Perpetua Siyachitema

Personal information
- Born: 15 May 1983 (age 43) Chitungwiza, Zimbabwe
- Occupation: netball player
- Height: 1.63 m (5 ft 4 in)

Netball career
- Playing positions: centre, wing attacker WA

= Perpetua Siyachitema =

Zimbabwean netball player (born 1983)

Perpetua Siyachitema (born 15 May 1983) is a former Zimbabwean veteran netball player and captain of the Zimbabwe national team. She had played for Zimbabwe in international arena for 15 years and announced her retirement post the 2019 Netball World Cup. On 25 July 2019, she announced her retirement from international netball at the age of 36 to pursue her coaching career.

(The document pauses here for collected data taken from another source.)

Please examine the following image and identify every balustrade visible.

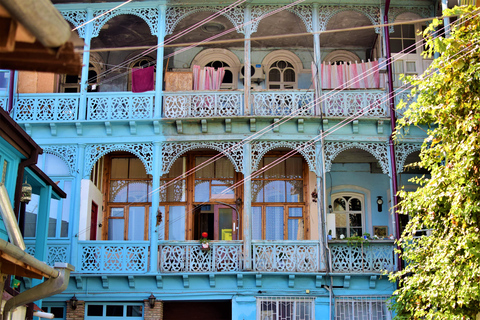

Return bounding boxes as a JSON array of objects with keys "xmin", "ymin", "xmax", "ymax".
[
  {"xmin": 252, "ymin": 91, "xmax": 314, "ymax": 116},
  {"xmin": 163, "ymin": 91, "xmax": 243, "ymax": 118},
  {"xmin": 252, "ymin": 241, "xmax": 319, "ymax": 272},
  {"xmin": 329, "ymin": 240, "xmax": 395, "ymax": 273},
  {"xmin": 25, "ymin": 241, "xmax": 70, "ymax": 267},
  {"xmin": 87, "ymin": 92, "xmax": 155, "ymax": 120},
  {"xmin": 13, "ymin": 93, "xmax": 79, "ymax": 122},
  {"xmin": 1, "ymin": 97, "xmax": 8, "ymax": 111},
  {"xmin": 78, "ymin": 241, "xmax": 149, "ymax": 273},
  {"xmin": 323, "ymin": 90, "xmax": 387, "ymax": 117},
  {"xmin": 159, "ymin": 241, "xmax": 243, "ymax": 273}
]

She is known for her efforts to help Zimbabwe qualify at the Netball World Cup for the first time in 2019.

== Career ==
Perpetua started playing the sport of netball from sixteen years of age and made her international debut for Zimbabwe at the age of 19. She had been a regular permanent member of the Zimbabwean team for nearly fifteen years since her debut and led the side since 2011.

Under her captaincy, Zimbabwe qualified to participate at the 2019 Netball World Cup along with fellow African team Uganda. This was the first occasion where Zimbabwe secured a spot at a Netball World Cup tournament. At the 2019 Netball World Cup, Zimbabwe started its tournament on a winning note defeating Sri Lanka and finished the tournament on eighth position. Following the remarkable feat, Perpetua bid farewell to her netball career after playing nearly for 20 years.